Detailed Description
Fig. 1 shows a household refrigerator 1 in a perspective view, comprising an insulated body 2 with an inner container 3, which delimits an inner chamber 4 that can be cooled. The coolable interior 4 is provided for storing food products, not shown.
In the case of the present exemplary embodiment, the domestic refrigeration appliance 1 comprises a plate 10, which plate is mounted on the body 2 so as to be pivotable, in particular about a vertically extending axis, the coolable interior 4 being accessible when the plate 10 is opened and the coolable interior 4 being closed when the plate 10 is closed.
In the case of the present exemplary embodiment, a plurality of racks 6 for storing food items are arranged on the side of the plate 10 oriented in the direction of the coolable interior 4, in particular a plurality of compartments 7 for storing food items are arranged in the coolable interior 4, and in particular a drawer 8 is arranged in the lower region of the coolable interior 4, in which drawer food items can likewise be stored, of the compartments 7 are arranged above the drawer 8, which covers the upwardly oriented opening of the drawer 8.
The domestic refrigeration device 1 comprises a refrigerant circuit 5, which is known in principle to the person skilled in the art, for cooling the coolable interior 4. The refrigerant cycle system 5 further includes an evaporator 20 shown in fig. 2.
In the case of the present exemplary embodiment, the domestic refrigeration device 1 comprises an electronic control device 9, which is provided to control the refrigerant circuit 5 in a manner generally known to the person skilled in the art in such a way that the coolable interior 4 has at least approximately a predefined or predefinable setpoint temperature, the electronic control device 9 is preferably provided in such a way that it regulates the temperature of the coolable interior 4, in order to optionally obtain the actual temperature of the coolable interior 4, the domestic refrigeration device 1 can have at least temperature sensors, which are not illustrated in detail and are connected to the electronic control device 9.
The domestic refrigeration appliance 1 comprises a channel system 21, which is arranged in particular inside the thermally insulated body 2 and is coupled to the coolable interior chamber 4 via the opening 11. The evaporator 20 is arranged in a channel system 21.
The domestic refrigeration appliance 1 comprises a ventilation device 22 arranged in the channel system 21, which ventilation device is provided for conveying air cooled by the evaporator 20 in the switched-on state through the channel system 21 and through the opening 11 into the coolable interior 4.
The ventilator 22 comprises an electric motor 23 and a ventilator impeller 24 which can be rotated by means of the motor 23.
The household refrigeration appliance 1 is provided for the purpose of adapting the ventilation device 22 to a nominal rotational speed n, which is at least indirectly predefined by the electronic control device 9, during the proper operation of the household refrigeration appliancesollWhile the rotational speed is set and the ventilation device is set to operate without regulation during the test mode, the actual rotational speed n of the ventilation device 22 is determinedistAnd in particular by means of the electronic control unit 9, to evaluate the actual rotational speed in order to detect an abnormal operating state of the ventilation device 22, in particular icing of the evaporator 20.
In the case of the present exemplary embodiment, the actual rotational speed n of the fan 22 is determined in order to determineistThe domestic refrigeration device 1 has a tachometer 33 which measures the actual rotational speed n of the fan 22 or its fan impeller 24ist.
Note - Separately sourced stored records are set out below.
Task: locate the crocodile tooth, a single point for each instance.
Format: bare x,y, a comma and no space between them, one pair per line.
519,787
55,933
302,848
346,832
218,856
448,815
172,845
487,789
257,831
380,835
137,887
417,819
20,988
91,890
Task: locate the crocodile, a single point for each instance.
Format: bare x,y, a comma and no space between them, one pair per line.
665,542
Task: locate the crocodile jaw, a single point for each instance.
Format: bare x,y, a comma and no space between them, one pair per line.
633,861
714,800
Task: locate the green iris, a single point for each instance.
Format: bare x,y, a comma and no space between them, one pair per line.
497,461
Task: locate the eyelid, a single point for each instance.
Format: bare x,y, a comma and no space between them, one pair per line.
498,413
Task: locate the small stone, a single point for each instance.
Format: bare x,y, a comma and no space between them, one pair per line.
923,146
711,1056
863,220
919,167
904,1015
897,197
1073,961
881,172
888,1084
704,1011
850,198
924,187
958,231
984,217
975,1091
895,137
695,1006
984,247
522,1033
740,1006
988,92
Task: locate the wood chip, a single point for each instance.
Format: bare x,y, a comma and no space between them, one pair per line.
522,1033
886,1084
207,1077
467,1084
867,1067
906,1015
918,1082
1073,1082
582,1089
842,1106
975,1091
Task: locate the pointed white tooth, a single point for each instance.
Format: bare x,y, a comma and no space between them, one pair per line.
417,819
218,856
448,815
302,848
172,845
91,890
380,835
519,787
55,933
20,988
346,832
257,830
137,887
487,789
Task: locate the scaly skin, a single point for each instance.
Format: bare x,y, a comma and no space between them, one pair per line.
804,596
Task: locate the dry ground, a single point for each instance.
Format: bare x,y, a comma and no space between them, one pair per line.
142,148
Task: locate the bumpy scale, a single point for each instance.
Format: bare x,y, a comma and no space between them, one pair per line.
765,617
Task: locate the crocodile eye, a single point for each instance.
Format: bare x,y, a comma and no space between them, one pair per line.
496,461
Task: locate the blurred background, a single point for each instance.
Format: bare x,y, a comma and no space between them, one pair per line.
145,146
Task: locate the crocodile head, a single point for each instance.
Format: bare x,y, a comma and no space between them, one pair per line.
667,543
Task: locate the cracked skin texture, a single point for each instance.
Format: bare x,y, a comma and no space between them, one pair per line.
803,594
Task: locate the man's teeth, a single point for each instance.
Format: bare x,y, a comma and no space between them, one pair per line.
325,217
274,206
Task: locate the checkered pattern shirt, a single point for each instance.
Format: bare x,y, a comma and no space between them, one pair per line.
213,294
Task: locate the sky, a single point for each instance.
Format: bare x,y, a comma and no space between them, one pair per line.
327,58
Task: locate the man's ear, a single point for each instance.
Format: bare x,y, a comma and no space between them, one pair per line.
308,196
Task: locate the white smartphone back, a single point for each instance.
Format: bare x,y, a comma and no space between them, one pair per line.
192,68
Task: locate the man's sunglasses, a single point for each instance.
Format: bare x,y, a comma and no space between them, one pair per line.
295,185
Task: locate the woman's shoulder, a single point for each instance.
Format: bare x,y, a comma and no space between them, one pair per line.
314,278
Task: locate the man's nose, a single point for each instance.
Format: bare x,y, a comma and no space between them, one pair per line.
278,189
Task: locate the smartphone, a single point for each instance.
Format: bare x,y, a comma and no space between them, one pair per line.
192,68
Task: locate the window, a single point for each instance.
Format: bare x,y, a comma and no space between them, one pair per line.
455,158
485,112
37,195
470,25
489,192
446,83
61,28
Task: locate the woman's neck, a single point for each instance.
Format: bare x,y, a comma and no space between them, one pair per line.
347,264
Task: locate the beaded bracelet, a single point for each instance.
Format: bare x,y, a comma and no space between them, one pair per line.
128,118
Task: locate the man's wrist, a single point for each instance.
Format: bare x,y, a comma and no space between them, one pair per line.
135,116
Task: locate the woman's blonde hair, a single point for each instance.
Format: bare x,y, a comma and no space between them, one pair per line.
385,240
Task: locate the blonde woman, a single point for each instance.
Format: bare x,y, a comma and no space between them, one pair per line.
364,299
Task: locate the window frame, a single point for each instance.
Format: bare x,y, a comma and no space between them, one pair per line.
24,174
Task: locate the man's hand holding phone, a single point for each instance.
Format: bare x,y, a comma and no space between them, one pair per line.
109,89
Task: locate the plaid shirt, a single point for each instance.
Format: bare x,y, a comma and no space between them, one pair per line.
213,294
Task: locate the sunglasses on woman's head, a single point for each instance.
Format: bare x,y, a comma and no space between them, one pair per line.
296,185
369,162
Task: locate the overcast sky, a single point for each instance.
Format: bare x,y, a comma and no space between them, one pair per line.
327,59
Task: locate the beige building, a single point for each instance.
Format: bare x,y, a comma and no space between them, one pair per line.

The output signal of the tachometer 33, which comprises information about the actual rotational speed, is also fed to the electronic control means 9 for evaluation.
In the case of the present exemplary embodiment, the domestic refrigeration appliance 1 is provided with an inverter 31 with pulse width modulation for controlling the ventilation device 22. The inverter 31 is operated with a predetermined duty cycle corresponding to the test mode, in particular during the test mode.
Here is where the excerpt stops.